Binding: Potential values for this include Hardcover, Paperback, eBook. These are all values, not properties about a type of binding so we can leave it as it is.
Publisher: What do we know about publishers? They can publish many books, not just one. A publisher might have many properties of its own including a name, address (which can then be broken down into streets, city, state, zip codes, country etc), a chief editor, phone number, web site, etc. That is a lot of properties. This is probably another good candidate to be its own model.
Language: We’re not writing a treatise on linguistics, we simply want to list the language in which this book is written. We can probably leave this alone as well.

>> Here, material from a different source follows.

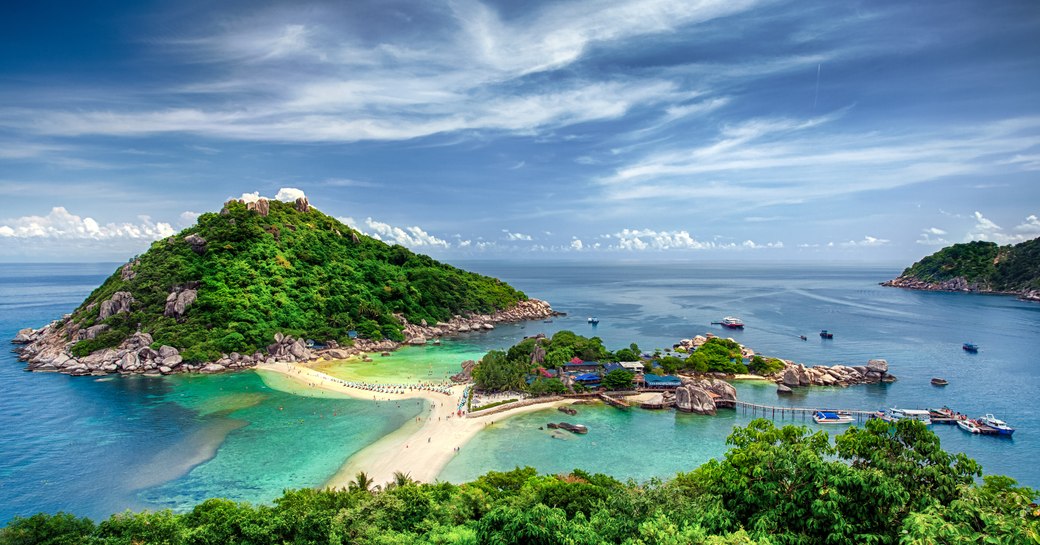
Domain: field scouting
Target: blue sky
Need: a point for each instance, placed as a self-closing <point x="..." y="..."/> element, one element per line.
<point x="626" y="129"/>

Looking back over this list, we now see that we have three models:

Book
Authors
Publisher

Not a bad start. So far is this making sense? Let’s go one step further. What is an author? For the most part, writers are people. Maybe we should have a “person” object! Do people appear other places in this situation? People write books. People edit books. People work at publishing houses. There are people everywhere. However, let’s keep thinking about that and look at one of the books from my Excel example above. Does the following tell a complete story – Gray Mountain: A Novel….John Grisham. We have a title which from this context we can assume is a book and we have a name. But what does John Grisham have to do with Gray Mountain: A Novel? Did he write it? Did he edit it? Did he star in the movie? Did he find it on the street? What ties the book (Gray Mountain: A Novel) to the person (John Grisham)? It’s the role he plays in its creation. In other words, the person (John Grisham) is the book’s (Gray Mountain: A Novel) author. We seem to be missing another potential model which we could call the “Role”. A role consists of a person doing something for a book. Potential values of that role could be Author, Editor, Publishing Agent, Publicist, Character (in the story), Proofreader etc.

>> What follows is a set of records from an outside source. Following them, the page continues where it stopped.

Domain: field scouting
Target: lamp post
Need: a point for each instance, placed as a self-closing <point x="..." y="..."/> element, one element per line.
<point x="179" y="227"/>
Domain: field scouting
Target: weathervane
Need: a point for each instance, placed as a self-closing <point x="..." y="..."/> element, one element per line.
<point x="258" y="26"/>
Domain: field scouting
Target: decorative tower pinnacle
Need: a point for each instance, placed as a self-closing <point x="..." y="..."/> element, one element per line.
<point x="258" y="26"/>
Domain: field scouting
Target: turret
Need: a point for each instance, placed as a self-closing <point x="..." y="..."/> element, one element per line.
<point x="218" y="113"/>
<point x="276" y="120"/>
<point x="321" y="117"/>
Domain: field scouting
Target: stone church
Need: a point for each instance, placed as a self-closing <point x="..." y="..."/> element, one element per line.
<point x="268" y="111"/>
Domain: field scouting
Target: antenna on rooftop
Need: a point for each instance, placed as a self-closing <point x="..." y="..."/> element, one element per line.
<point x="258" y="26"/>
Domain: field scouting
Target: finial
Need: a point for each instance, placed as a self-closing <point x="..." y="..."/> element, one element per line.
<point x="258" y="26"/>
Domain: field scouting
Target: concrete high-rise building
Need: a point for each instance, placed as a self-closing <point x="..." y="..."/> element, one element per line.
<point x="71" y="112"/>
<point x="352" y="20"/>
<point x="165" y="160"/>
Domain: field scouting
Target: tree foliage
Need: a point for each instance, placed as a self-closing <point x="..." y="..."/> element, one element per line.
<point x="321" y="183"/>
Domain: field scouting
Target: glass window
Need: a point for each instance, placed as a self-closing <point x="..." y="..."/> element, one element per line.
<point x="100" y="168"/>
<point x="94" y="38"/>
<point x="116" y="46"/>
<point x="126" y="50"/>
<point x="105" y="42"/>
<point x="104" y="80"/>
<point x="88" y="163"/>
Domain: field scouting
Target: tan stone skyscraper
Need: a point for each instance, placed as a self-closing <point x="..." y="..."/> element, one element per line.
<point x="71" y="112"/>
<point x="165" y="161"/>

This leaves us with 4 models as part of our larger picture:

Book
Person
Role
Publishing Company (I slightly adapted this to make it clearer)

Ok, we have four models at this point: Book, Person, Role, and Publishing Company. Let’s put each of them on their own Excel Page. Like this:

Figure 1: Books

Figure 2: Publishing Companies

Figure 3: People

Figure 4: Roles

How are you doing? Confused? It’s a pretty abstract concept and I can see you wondering how we got here from a 3-line table in Excel. If you’re struggling, keep reading. It will all come together, promise!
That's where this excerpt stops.